My lure worked. The doorbell rang at 6pm accompanied by a shrill chorus of ‘Trick or treat?’ If I didn’t offer a treat, my costumed visitors would subject me to a trick. So I dutifully handed out what I had prepared. Each child received a big smile and a small basket containing a brightly coloured notepad, a pen that wrote in silver ink, an orange and a packet of seeds (either parsley, mint, oregano or basil). On the first page of the notepad I had written the following lines in silver ink:

It’s a treat to grow my own herbs.
It’s a treat to watch the first shoots break through the ground.
It’s a treat to play in the garden.
It’s a treat to eat an orange.
It’s a treat to stop and notice clouds float across the sky.
It’s a treat to see a rainbow.
It’s a treat to listen to birds singing.
It’s a treat to run in the park.
It’s treat to swim in the ocean.
What else is a treat for you?

The way we label things determines how we respond to them. As long as we continue to label sugar‐laden foods as a ‘treat’, we will feel deprived if we don’t have them. We will feel we are ‘missing out’ or ‘resisting’ rather than choosing not to rot our teeth, brain, liver and kidneys. Suddenly sugar doesn’t sound like such a treat.

By spending more money on marketing than ingredients, the food industry has conditioned us to see their products as treats and indispensable staples. At the same time, they have manipulated their products so that once we start eating them it’s difficult to stop. By consuming a box of donuts we have fallen into an advertising trap. The food industry is full of tricks, not treats.
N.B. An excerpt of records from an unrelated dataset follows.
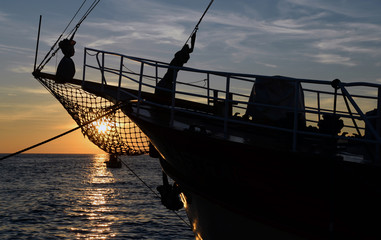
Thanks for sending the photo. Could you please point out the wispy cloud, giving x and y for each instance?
(334, 59)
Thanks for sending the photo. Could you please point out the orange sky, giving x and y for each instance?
(33, 123)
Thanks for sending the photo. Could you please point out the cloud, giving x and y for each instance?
(334, 59)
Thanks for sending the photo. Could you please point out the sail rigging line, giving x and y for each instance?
(199, 21)
(72, 32)
(112, 110)
(152, 191)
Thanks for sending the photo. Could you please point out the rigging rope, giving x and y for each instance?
(53, 49)
(199, 21)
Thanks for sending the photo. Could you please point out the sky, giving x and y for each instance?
(315, 39)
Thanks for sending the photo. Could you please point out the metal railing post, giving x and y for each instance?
(296, 115)
(120, 77)
(173, 97)
(103, 71)
(208, 87)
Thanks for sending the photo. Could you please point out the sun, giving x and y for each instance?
(102, 126)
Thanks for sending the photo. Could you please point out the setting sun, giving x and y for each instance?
(103, 126)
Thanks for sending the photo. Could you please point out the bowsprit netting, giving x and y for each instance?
(114, 133)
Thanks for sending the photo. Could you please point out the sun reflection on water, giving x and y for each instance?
(94, 205)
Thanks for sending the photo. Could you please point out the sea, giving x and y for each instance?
(57, 196)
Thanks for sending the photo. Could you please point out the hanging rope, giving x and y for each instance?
(153, 191)
(53, 50)
(199, 21)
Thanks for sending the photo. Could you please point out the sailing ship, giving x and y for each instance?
(251, 155)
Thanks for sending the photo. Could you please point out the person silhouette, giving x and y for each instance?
(181, 57)
(66, 68)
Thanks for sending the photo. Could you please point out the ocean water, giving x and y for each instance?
(50, 196)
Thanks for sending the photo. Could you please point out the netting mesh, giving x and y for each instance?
(114, 133)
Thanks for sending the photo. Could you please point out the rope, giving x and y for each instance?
(113, 109)
(199, 21)
(153, 191)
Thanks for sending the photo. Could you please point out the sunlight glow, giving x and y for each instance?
(103, 126)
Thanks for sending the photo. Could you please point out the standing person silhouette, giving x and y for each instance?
(181, 57)
(66, 68)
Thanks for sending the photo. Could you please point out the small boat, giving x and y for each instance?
(252, 155)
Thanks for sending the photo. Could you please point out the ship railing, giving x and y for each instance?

I am not about to lecture children on the health hazards of the Halloween sweets they received. But I wonder if they even perceive them as a treat anymore? Many children eat sugary snacks every day and receiving them on Halloween is nothing special. Why not use Halloween as an opportunity to open their minds to experiences that are truly wondrous if we pause to appreciate them? I suspect that some of the children who knocked on my door throught I was the one dishing out the trick. I’ve probably earned myself the label of ‘eccentric lady who lives down the road’. So what?

I am heartened by the words of Arthur Schopenhauer: ‘All truth passes through three stages. First, it is ridiculed. Second, it is violently opposed. Third, it is accepted as being self-evident.’

The things I listed are not likely to be everyday experiences for most children. Maybe, just maybe, while they plant seeds in the ground, they will also plant seeds in their minds about a new type of treat.